No es novedad hacer del utilitario cobijo; en situaciones de crisis, la caracola de ruedas acaba siendo el penúltimo refugio antes de acabar bajo un puente, o literalmente, en la rúe.
Somos claroscuro, somos día y noche. Mientras este verano se pusieron de moda las caravanas y sus modelos tuneados para pasar unas vacaciones indie, a la verita de casa, para vivir ‘experiencias’ menos contaminantes, más seguras y en aras de descubrir qué bonita es Mallorca, algunas zonas de Palma se llenaban de coches abandonados.
Los vimos en las primeras fases de la desescalada, en aquellos paseos perimetrales -así les llamaron en este nuevo lenguaje que nos están inoculando-, y que hoy van en aumento. Muchos son abandonados y retirados por la grúa que los deposita en el extrarradio como si éste fuera un vertedero, pero antes de acabar en ese camposanto de barrio periférico, han cumplido su misión: ser tabla de salvación in extremis.
Los he visto. En su interior, ropa revuelta como atrezo de una mala noche, de pesadilla y de ojeras, algunos con las hojas de libros arrancadas, como quien lee un poema a mordiscos, y también he vislumbrado cepillos de dientes, peines de un neceser destripado. Nunca he visto a nadie en su interior pero no es difícil imaginar el cuerpo retorcido, ajustando piernas y brazos al volumen ganado a los asientos y maletero. Qué mal sueño dormir entre metal y desaliento.
En víspera del Día de difuntos, recuerdo que conocí a un hombre que vivía entre las tumbas en el cementerio de Son Valentí. Herido de un mal amor, lo perdió todo y se fue a vivir con los muertos. Un día como hoy, un 30 de octubre, 110 años atrás, nació el poeta Miguel Hernández. Los de siempre, los de la goma y la porra, negaron sus versos en La Almudena de Madrid. Hoy los rescato en homenaje al poeta de alpargatas, bello y certero que quizá duerma en algunos de esos coches abandonados.
Para la libertad me desprendo a balazos
de los que han revolcado su estatua por el lodo.

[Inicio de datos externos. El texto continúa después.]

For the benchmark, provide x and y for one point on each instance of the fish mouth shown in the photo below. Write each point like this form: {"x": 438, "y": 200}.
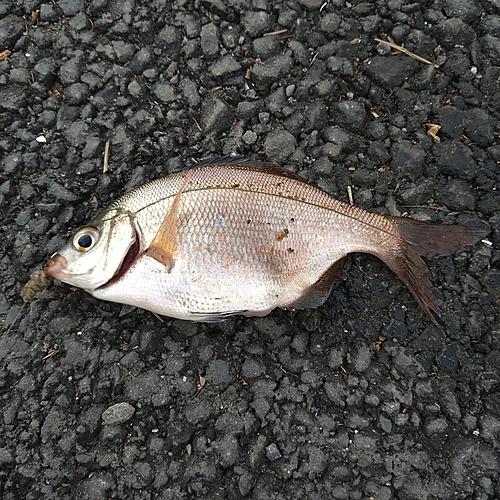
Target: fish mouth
{"x": 56, "y": 267}
{"x": 127, "y": 262}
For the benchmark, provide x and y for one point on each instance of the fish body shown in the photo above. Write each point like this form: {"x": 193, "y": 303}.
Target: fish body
{"x": 234, "y": 236}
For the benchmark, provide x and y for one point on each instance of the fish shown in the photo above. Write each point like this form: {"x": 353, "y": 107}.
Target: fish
{"x": 233, "y": 236}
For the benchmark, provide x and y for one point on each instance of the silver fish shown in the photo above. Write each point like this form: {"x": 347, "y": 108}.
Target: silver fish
{"x": 234, "y": 236}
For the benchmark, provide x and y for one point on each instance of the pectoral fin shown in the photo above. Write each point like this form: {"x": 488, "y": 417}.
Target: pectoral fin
{"x": 164, "y": 244}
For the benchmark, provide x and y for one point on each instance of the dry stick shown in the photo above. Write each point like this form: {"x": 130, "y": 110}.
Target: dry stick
{"x": 406, "y": 51}
{"x": 280, "y": 32}
{"x": 106, "y": 158}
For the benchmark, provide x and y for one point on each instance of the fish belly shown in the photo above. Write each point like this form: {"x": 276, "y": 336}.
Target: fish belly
{"x": 237, "y": 253}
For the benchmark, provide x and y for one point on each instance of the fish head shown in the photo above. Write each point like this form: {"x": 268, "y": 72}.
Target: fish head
{"x": 98, "y": 252}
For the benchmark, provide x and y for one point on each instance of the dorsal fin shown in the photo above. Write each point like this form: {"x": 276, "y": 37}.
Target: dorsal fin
{"x": 247, "y": 163}
{"x": 164, "y": 244}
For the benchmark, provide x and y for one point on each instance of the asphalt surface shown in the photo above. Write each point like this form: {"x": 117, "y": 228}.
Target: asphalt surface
{"x": 361, "y": 398}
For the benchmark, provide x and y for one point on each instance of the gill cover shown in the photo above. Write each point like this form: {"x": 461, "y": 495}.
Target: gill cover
{"x": 96, "y": 252}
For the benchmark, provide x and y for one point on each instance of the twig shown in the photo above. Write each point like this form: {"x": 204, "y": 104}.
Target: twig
{"x": 349, "y": 193}
{"x": 405, "y": 51}
{"x": 275, "y": 33}
{"x": 197, "y": 124}
{"x": 106, "y": 158}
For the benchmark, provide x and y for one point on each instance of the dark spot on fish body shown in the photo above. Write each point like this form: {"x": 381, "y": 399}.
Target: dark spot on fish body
{"x": 282, "y": 234}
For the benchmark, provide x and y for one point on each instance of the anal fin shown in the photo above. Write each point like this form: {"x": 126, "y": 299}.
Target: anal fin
{"x": 164, "y": 244}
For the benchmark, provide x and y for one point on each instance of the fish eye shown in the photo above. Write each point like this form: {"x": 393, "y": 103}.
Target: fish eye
{"x": 85, "y": 239}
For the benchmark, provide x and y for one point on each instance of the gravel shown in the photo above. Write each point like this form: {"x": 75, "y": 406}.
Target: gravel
{"x": 361, "y": 398}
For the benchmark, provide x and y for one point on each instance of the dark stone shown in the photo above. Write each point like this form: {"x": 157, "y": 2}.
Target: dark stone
{"x": 467, "y": 10}
{"x": 256, "y": 23}
{"x": 271, "y": 70}
{"x": 454, "y": 158}
{"x": 456, "y": 194}
{"x": 279, "y": 146}
{"x": 452, "y": 32}
{"x": 479, "y": 127}
{"x": 350, "y": 115}
{"x": 451, "y": 121}
{"x": 169, "y": 39}
{"x": 209, "y": 41}
{"x": 11, "y": 29}
{"x": 390, "y": 71}
{"x": 408, "y": 159}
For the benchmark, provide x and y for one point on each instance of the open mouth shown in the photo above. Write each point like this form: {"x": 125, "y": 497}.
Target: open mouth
{"x": 56, "y": 267}
{"x": 129, "y": 259}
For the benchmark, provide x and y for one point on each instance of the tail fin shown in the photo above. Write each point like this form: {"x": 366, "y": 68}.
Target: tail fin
{"x": 427, "y": 240}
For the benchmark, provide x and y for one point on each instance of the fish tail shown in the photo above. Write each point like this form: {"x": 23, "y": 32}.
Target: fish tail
{"x": 417, "y": 240}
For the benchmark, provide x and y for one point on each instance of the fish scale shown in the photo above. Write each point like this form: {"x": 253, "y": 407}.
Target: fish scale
{"x": 235, "y": 236}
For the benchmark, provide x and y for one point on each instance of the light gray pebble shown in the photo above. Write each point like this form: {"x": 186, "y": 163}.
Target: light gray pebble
{"x": 272, "y": 452}
{"x": 118, "y": 414}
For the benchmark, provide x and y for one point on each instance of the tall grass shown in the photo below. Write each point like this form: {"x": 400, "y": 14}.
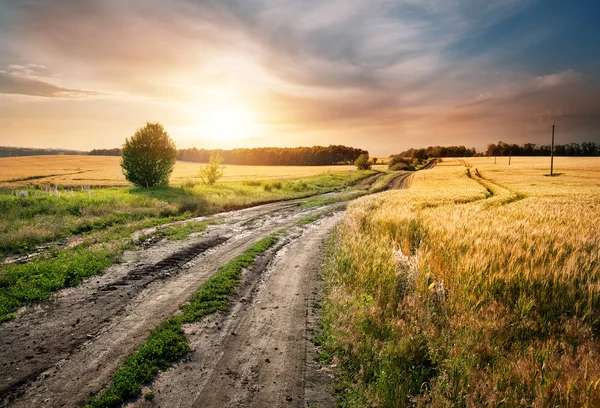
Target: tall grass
{"x": 447, "y": 295}
{"x": 33, "y": 217}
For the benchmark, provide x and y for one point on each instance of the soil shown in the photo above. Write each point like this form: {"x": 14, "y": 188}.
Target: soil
{"x": 259, "y": 353}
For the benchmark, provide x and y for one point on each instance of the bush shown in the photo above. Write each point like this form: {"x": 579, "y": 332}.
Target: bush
{"x": 401, "y": 163}
{"x": 149, "y": 156}
{"x": 213, "y": 170}
{"x": 363, "y": 162}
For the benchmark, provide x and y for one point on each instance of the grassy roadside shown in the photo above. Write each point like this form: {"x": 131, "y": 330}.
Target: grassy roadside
{"x": 112, "y": 216}
{"x": 31, "y": 217}
{"x": 445, "y": 295}
{"x": 167, "y": 343}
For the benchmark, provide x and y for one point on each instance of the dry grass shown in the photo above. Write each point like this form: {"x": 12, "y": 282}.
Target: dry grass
{"x": 478, "y": 289}
{"x": 106, "y": 171}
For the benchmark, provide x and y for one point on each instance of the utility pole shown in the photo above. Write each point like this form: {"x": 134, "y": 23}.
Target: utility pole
{"x": 552, "y": 151}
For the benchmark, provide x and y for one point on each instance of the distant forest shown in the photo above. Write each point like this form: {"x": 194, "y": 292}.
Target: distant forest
{"x": 503, "y": 149}
{"x": 266, "y": 156}
{"x": 292, "y": 156}
{"x": 530, "y": 149}
{"x": 6, "y": 151}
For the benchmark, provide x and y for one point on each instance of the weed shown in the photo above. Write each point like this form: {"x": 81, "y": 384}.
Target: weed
{"x": 167, "y": 343}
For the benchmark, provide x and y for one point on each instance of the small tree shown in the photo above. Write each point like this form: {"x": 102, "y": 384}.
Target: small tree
{"x": 213, "y": 170}
{"x": 148, "y": 157}
{"x": 363, "y": 162}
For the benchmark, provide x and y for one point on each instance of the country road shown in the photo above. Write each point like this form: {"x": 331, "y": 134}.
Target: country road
{"x": 258, "y": 353}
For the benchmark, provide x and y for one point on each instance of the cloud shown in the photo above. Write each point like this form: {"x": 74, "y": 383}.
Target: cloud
{"x": 406, "y": 70}
{"x": 11, "y": 83}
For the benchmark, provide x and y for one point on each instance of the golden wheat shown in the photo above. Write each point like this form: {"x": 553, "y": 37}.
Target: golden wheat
{"x": 479, "y": 285}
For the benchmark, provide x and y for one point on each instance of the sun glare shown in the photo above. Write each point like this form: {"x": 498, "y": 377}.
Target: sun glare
{"x": 226, "y": 125}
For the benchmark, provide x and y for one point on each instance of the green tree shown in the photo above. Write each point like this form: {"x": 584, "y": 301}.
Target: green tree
{"x": 148, "y": 157}
{"x": 363, "y": 162}
{"x": 213, "y": 170}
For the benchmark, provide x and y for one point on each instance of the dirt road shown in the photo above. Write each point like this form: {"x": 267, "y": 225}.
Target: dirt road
{"x": 259, "y": 353}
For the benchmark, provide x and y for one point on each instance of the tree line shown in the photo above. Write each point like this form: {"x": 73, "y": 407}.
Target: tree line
{"x": 6, "y": 151}
{"x": 276, "y": 156}
{"x": 531, "y": 149}
{"x": 266, "y": 156}
{"x": 437, "y": 151}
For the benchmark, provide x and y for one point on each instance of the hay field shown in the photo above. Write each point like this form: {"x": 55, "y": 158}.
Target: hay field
{"x": 477, "y": 286}
{"x": 106, "y": 171}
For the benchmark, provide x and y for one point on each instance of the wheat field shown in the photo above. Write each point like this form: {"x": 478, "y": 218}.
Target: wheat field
{"x": 106, "y": 171}
{"x": 477, "y": 286}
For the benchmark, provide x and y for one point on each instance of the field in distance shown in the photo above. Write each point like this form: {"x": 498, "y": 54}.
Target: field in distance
{"x": 106, "y": 171}
{"x": 477, "y": 286}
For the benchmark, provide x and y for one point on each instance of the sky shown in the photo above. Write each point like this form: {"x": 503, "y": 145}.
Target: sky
{"x": 381, "y": 75}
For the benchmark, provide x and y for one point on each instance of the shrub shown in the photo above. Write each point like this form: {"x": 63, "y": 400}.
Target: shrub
{"x": 363, "y": 162}
{"x": 149, "y": 156}
{"x": 213, "y": 170}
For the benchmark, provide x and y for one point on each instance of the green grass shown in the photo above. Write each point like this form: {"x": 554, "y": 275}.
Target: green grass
{"x": 22, "y": 284}
{"x": 167, "y": 343}
{"x": 43, "y": 216}
{"x": 104, "y": 220}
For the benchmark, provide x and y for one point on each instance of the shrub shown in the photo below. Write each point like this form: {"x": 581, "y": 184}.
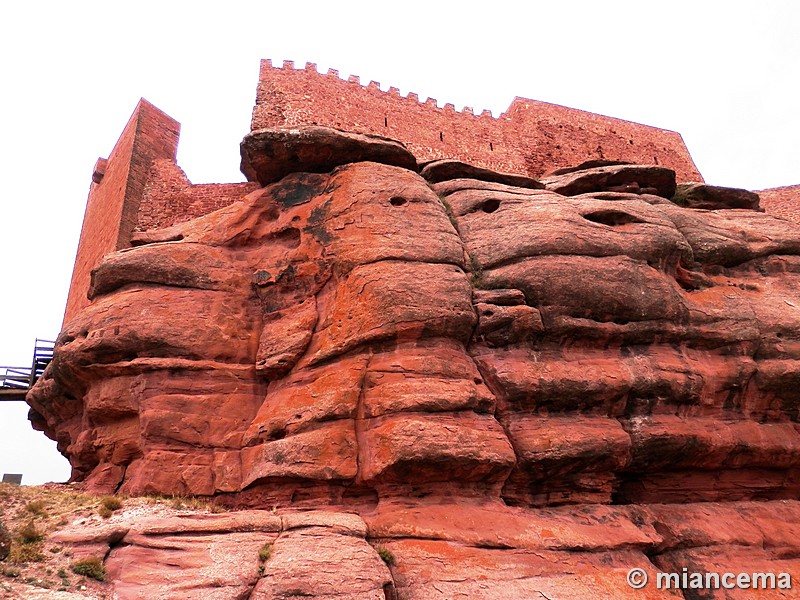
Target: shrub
{"x": 111, "y": 502}
{"x": 265, "y": 552}
{"x": 22, "y": 553}
{"x": 385, "y": 554}
{"x": 90, "y": 567}
{"x": 28, "y": 534}
{"x": 35, "y": 507}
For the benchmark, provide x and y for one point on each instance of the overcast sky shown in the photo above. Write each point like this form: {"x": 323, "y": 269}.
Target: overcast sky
{"x": 724, "y": 74}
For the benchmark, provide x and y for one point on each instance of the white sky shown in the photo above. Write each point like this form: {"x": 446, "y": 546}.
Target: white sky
{"x": 722, "y": 73}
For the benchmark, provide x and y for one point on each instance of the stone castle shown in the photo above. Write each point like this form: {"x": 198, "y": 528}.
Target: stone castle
{"x": 432, "y": 353}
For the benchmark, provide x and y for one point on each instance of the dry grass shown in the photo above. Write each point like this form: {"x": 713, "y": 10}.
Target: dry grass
{"x": 33, "y": 513}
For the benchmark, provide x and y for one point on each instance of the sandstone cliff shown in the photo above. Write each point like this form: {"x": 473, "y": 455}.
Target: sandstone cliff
{"x": 515, "y": 389}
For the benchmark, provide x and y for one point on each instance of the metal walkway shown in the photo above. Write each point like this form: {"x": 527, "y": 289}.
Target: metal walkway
{"x": 16, "y": 381}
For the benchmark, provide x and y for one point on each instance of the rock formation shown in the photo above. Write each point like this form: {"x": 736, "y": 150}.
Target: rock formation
{"x": 515, "y": 388}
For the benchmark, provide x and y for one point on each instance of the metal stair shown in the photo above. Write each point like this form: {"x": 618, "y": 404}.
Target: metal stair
{"x": 16, "y": 381}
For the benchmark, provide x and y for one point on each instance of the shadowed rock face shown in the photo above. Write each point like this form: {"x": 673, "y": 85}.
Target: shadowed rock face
{"x": 466, "y": 349}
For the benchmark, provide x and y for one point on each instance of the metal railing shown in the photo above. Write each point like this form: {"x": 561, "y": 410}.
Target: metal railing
{"x": 21, "y": 379}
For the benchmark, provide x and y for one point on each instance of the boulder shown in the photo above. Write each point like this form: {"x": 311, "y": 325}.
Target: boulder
{"x": 712, "y": 197}
{"x": 268, "y": 155}
{"x": 637, "y": 179}
{"x": 442, "y": 170}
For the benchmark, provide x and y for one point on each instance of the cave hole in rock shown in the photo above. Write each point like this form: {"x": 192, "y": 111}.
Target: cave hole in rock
{"x": 490, "y": 205}
{"x": 612, "y": 218}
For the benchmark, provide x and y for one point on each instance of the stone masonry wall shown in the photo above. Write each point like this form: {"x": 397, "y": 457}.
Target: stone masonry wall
{"x": 116, "y": 190}
{"x": 170, "y": 198}
{"x": 530, "y": 138}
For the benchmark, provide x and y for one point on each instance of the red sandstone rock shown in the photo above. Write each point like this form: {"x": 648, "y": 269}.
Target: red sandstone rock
{"x": 701, "y": 195}
{"x": 442, "y": 170}
{"x": 451, "y": 361}
{"x": 614, "y": 178}
{"x": 270, "y": 154}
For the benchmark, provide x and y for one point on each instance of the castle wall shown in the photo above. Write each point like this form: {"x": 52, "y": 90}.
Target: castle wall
{"x": 117, "y": 186}
{"x": 170, "y": 198}
{"x": 530, "y": 138}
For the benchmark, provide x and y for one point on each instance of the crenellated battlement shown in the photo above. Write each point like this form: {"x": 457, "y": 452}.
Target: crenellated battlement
{"x": 530, "y": 138}
{"x": 311, "y": 68}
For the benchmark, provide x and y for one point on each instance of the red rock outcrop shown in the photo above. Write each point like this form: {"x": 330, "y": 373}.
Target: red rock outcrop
{"x": 511, "y": 390}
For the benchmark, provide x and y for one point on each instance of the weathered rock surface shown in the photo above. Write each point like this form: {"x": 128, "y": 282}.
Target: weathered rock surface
{"x": 268, "y": 155}
{"x": 517, "y": 390}
{"x": 5, "y": 541}
{"x": 615, "y": 177}
{"x": 712, "y": 197}
{"x": 442, "y": 170}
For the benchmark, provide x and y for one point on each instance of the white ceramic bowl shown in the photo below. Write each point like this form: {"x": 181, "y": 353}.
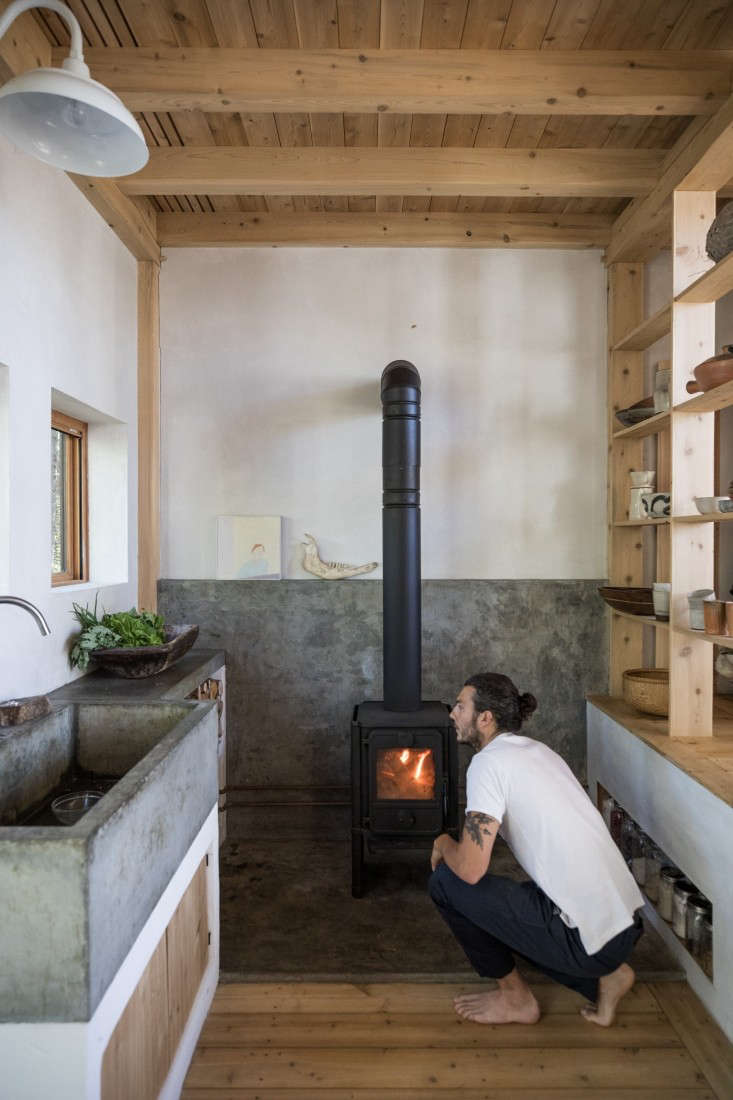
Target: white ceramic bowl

Y me desprendo a golpes de mis pies, de mis brazos,
de mi casa, de todo.
Porque donde unas cuencas vacías amanezcan,
ella pondrá dos piedras de futura mirada
y hará que nuevos brazos y nuevas piernas crezcan
en la carne talada.
Retoñarán aladas de savia sin otoño
reliquias de mi cuerpo que pierdo en cada herida.